On the latest House of Rugby URC [LISTEN from 12:00 below] Leinster and Argentina legend Felipe Contepomi and Greg O'Shea discussed how Ireland's superior fitness and how Andy Farrell's bold selection paid off.


Andy Farrell Head coach Andy Farrell pictured during Ireland captain's run, ahead of their win over New Zealand. (Photo by Brendan Moran/Sportsfile)

Ireland's fitness exposes flagging All Blacks

Greg O'Shea was in attendance at the Aviva Stadium for both of Ireland's recent wins over Japan and New Zealand.


He admits to being worried that Ireland were just having a 'purple patch' and the backlash from the Kiwis would follow.

"I was thinking," he said, "that New Zealand have to come back at some stage, but they never really did.

"There were their two tries, but then Ireland just kept coming and everyone was going, from props all the way down to Hugo Keenan at the back. Everyone was just up to 90. It was incredible.

"Remember a couple of weeks ago we said they played against Japan and they were pulling it out the back. There was two options all the time. And we were hoping would they do it against New Zealand?

"Well, they did it, but they did it even better. It was just up that little 10%, 15% more, wasn't it? And even the skills out of the props, like in phase play, you see Tadhg Furlong pulling it out the back to Johnny Sexton coming around. That stuff is amazing. It's great to see Ireland doing that kind of stuff."

Jamison Gibson-Park


Felipe Contepomi on fitness work and Andy Farrell scrumhalf call

With Contepomi working so closely, as Leinster backs coach, with so many Ireland stars, O'Shea was curious how much of a say Andy Farrell and his strength & conditioning staff have in the province's training routines.

"They don't have time to get into Irish camp to do fitness training," O'Shea began. "They're not going to do conditioning. So, does Andy Farrell  meet with the likes of yourself and get you to work with the players for the Irish team, or is it all separated?" Contepomi replied:

"Irish rugby is in really good health is that they are very interconnected in terms of fitness. Fitness coaches in the Irish camp are in touch with fitness coaches in every single province, so, everyone knows what they are doing.

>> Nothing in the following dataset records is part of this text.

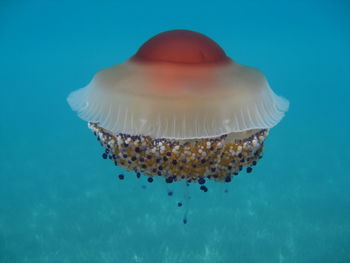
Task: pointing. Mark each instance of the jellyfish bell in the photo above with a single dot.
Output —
(182, 109)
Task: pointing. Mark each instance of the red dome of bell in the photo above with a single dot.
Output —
(181, 46)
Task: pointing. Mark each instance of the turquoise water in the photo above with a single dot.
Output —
(60, 202)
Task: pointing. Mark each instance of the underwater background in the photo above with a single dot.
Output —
(61, 202)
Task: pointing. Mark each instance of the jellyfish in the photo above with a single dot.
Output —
(180, 109)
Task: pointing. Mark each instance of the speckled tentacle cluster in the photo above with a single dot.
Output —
(193, 160)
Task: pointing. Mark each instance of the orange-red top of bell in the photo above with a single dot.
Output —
(181, 46)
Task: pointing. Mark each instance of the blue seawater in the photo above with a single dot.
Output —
(60, 202)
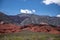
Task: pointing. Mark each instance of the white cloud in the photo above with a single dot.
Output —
(58, 16)
(27, 11)
(47, 2)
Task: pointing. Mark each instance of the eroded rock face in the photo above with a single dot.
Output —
(9, 28)
(12, 28)
(43, 28)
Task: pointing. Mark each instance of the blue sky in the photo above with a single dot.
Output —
(12, 7)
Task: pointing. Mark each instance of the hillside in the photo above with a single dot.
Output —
(24, 19)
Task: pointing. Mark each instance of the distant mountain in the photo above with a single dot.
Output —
(24, 19)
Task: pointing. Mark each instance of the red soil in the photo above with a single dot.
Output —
(11, 28)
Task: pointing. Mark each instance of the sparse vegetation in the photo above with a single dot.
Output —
(27, 35)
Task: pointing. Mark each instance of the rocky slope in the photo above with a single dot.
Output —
(24, 19)
(12, 28)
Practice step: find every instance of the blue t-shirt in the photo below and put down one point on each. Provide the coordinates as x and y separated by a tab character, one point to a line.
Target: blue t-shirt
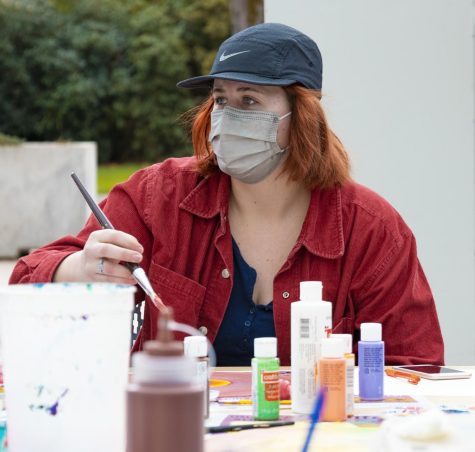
243	320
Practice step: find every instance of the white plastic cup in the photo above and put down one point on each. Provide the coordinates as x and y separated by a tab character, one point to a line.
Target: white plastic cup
65	361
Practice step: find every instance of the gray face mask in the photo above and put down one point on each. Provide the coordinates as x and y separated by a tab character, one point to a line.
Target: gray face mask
245	143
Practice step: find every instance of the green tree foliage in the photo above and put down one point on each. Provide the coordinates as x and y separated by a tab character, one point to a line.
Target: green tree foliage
106	71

"The Irish fitness coaches will know exactly what are the fitness levels that we work on every week. The same in Munster, the same in Connacht, the same in Ulster. So, they actually know what they need to, how they, what type of player they're receiving in terms of fitness, what it's like fitness-wise. That's very important.

"But, you need to take into account as well that we are in the first third of the season, entering the second third. New Zealand are at the end of their season - and a very weird, strange season in terms of how they travel and play that championship and so on. They've been on the road quite a bit. So, sometimes that could play a part, as well, you know."


To take advantage of Ireland's players being fresher than the end-of-season Kiwis, Andy Farrell then selected players like Andrew Porter, Ronán Kelleher and Caelan Doris from the start, and left veterans Cian Healy, Rob Herring, Peter O'Mahony and Keith Earls in reserve to finish out.

He also went for Jamison Gibson-Park, and his rapid-fire distribution, rather than the more kick-focused and strategic Conor Murray.

"There was a statement in the selection, too," said Contepomi. "Conor Murray is brilliant in what he does - world-class - but he has a certain type of game... but Ireland wanted something different. With Gibson-Park, they wanted to move the ball about quicker. It was a statement on how they wanted to play."

Watch that match back - and we're sure many Irish fans have - and you will see how quick the tempo was for the first hour, with Gibson-Park pressing his foot to the floor.

One was rest assured that New Zealand will be planning a triple dose in return when Ireland, at the end of this season, fly to the Land of the Long White Cloud for their three-Test series.